Critically autovacuum starts running when the blue line reaches 20%, for the reasons described above. Further, when vacuum finishes, the count (and fraction) of dead tuples decreases suddenly — because vacuum has cleaned up those dead tuples. As a result, the blue line can be used to predict when normal vacuums will kick off.

Using metrics to predict anti-wraparound autovacuums

As mentioned above, an anti-wraparound vacuum is kicked off on a table when the number of transactions in a database that have been executed since the last such vacuum exceeds some threshold. Manta exposes this metric as well.

Typically, as a workload runs, the transactions-until-wraparound-vacuum decreases at a rate determined by how many transactions are running in the database. For a single shard, we can plot this on a line graph (one graph for each major table):

metrics postgresql wraparound leadup
Figure 2. Graphs of the number of transactions left until the next wraparound autovacuum kicks off for the "manta" and "manta_directory_counts" tables.

For a large number of shards, we can plot this as a heat map, which helps us see the pattern across shards:

metrics postgresql wraparound leadup heatmap
Figure 3. Heat maps of the number of transactions left until the next wraparound autovacuum. Brighter blocks indicate a larger number of data points (shards).

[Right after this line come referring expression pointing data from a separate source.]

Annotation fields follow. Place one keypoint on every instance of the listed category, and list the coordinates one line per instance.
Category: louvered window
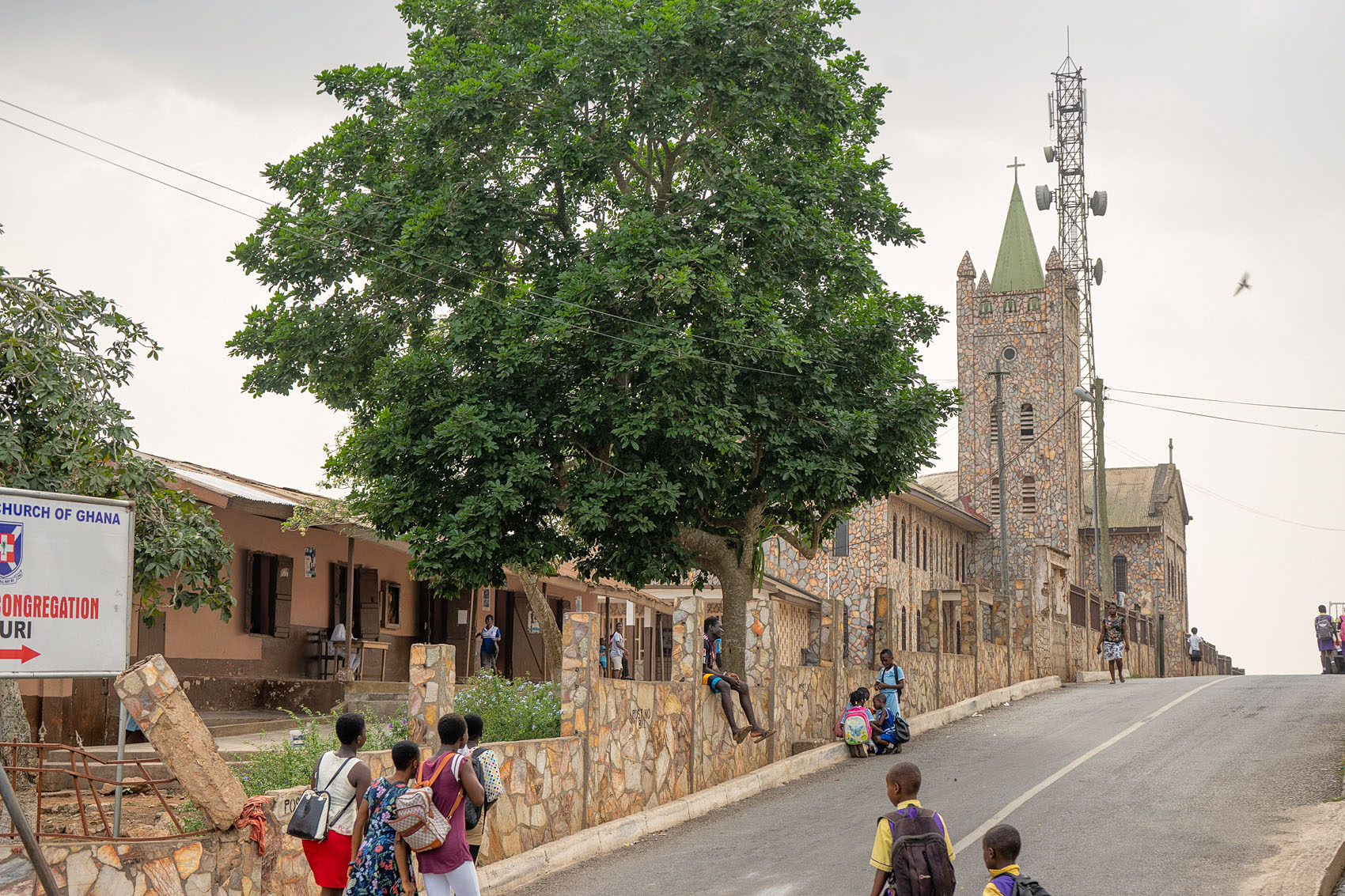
(1026, 424)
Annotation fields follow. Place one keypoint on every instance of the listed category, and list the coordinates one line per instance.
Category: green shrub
(286, 765)
(515, 709)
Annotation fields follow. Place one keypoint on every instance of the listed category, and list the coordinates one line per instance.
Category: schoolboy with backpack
(999, 851)
(912, 852)
(487, 767)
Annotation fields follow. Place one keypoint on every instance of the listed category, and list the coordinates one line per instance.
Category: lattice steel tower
(1068, 116)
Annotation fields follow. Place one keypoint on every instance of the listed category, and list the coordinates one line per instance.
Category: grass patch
(288, 765)
(514, 709)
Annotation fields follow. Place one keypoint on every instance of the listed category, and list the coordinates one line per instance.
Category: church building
(1017, 333)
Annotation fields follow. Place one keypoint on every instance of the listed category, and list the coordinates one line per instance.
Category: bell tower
(1025, 319)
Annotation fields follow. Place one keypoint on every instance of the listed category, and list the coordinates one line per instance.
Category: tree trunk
(545, 621)
(736, 587)
(13, 728)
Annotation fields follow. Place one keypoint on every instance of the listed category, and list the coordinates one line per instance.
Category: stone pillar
(430, 696)
(931, 619)
(760, 642)
(155, 698)
(884, 610)
(688, 629)
(578, 671)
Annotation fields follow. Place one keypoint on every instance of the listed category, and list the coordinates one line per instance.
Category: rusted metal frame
(74, 775)
(93, 792)
(172, 815)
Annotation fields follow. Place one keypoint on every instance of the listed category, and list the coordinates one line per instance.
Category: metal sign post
(66, 571)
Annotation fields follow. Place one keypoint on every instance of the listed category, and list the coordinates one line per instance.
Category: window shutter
(249, 573)
(284, 592)
(366, 598)
(1029, 495)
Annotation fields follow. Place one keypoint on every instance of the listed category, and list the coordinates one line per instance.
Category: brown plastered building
(290, 589)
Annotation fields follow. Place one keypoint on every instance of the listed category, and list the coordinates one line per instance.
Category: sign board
(65, 585)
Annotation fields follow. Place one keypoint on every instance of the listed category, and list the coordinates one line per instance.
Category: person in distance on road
(1327, 634)
(999, 851)
(904, 863)
(1193, 645)
(724, 682)
(1112, 642)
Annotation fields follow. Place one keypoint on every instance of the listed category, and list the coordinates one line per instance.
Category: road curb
(547, 859)
(1093, 677)
(1309, 857)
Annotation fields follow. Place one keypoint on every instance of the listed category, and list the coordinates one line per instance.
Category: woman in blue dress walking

In the right-hand heat map, the bright line above 400M indicates that most shards are over 400 million transactions away from the next wraparound autovacuum. The darker line around 100M shows that a smaller number are much closer to the threshold. The left-hand heat map shows much greater variance for the "manta" table, though there’s a cluster (a bright line) just under 100M transactions from the next wraparound autovacuum.

When any of these lines reaches zero, that means we’d PostgreSQL to kick off a wraparound autovacuum. The line will continue decreasing (to negative numbers) until the wraparound autovacuum completes, at which point it will jump back up. Here, we can see a whole wraparound autovacuum cycle:

metrics postgresql wraparound duration
Figure 4. Graphs of the number of transactions until the next wraparound autovacuum, plus the number of wraparound autovacuums running, for a particular shard over the course of one autovacuum operation.

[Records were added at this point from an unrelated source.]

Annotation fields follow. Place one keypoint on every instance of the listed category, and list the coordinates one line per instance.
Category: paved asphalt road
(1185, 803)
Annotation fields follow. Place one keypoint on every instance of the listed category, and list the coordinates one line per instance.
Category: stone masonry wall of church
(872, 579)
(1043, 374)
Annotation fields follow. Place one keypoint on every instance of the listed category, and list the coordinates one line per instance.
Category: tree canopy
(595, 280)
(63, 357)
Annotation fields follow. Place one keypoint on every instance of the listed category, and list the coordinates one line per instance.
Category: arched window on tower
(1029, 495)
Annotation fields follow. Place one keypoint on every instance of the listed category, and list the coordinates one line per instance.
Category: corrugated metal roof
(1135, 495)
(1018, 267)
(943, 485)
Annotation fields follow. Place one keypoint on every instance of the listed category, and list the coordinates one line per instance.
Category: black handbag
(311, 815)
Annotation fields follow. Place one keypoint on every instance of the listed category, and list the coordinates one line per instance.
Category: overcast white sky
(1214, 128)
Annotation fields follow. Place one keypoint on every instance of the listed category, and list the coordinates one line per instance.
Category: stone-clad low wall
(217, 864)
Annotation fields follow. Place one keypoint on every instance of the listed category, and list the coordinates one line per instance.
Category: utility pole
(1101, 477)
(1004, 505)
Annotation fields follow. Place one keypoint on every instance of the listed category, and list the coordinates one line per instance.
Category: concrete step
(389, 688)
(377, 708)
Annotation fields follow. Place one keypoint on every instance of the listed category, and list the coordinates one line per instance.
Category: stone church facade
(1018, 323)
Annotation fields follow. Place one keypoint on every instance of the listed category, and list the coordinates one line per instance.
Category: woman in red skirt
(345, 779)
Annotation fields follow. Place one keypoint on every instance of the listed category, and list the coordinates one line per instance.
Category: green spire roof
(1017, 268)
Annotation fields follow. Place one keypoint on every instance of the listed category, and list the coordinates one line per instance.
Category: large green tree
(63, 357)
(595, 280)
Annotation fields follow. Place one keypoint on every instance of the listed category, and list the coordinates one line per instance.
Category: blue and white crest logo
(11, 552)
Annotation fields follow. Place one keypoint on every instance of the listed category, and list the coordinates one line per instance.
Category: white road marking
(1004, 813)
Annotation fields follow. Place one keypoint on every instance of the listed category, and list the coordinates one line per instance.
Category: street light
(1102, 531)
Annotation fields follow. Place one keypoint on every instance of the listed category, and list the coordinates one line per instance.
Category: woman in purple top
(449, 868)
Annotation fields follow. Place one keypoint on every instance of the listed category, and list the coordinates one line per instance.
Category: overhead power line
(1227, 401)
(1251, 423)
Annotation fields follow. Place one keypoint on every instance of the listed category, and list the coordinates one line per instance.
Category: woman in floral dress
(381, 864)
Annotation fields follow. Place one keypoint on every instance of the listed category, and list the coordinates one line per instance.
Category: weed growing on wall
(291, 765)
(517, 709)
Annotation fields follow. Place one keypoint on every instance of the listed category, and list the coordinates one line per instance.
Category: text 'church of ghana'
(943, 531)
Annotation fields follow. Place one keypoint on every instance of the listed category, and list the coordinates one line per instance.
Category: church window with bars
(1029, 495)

We see here that we’d expect a wraparound autovacuum to kick off when the threshold reaches 0. It keeps falling until the vacuum completes, at which point it jumps back up. Another round will kick off when the line reaches zero again. (Note that the lower graph here is a prediction, based directly on the graph above it. It’s possible (though not common in practice) that PostgreSQL won’t actually have kicked off the wraparound autovacuum at this time.)

Because of this behavior, the graph of transactions until wraparound autovacuum can be used to predict when wraparound autovacuums will kick off for each shard.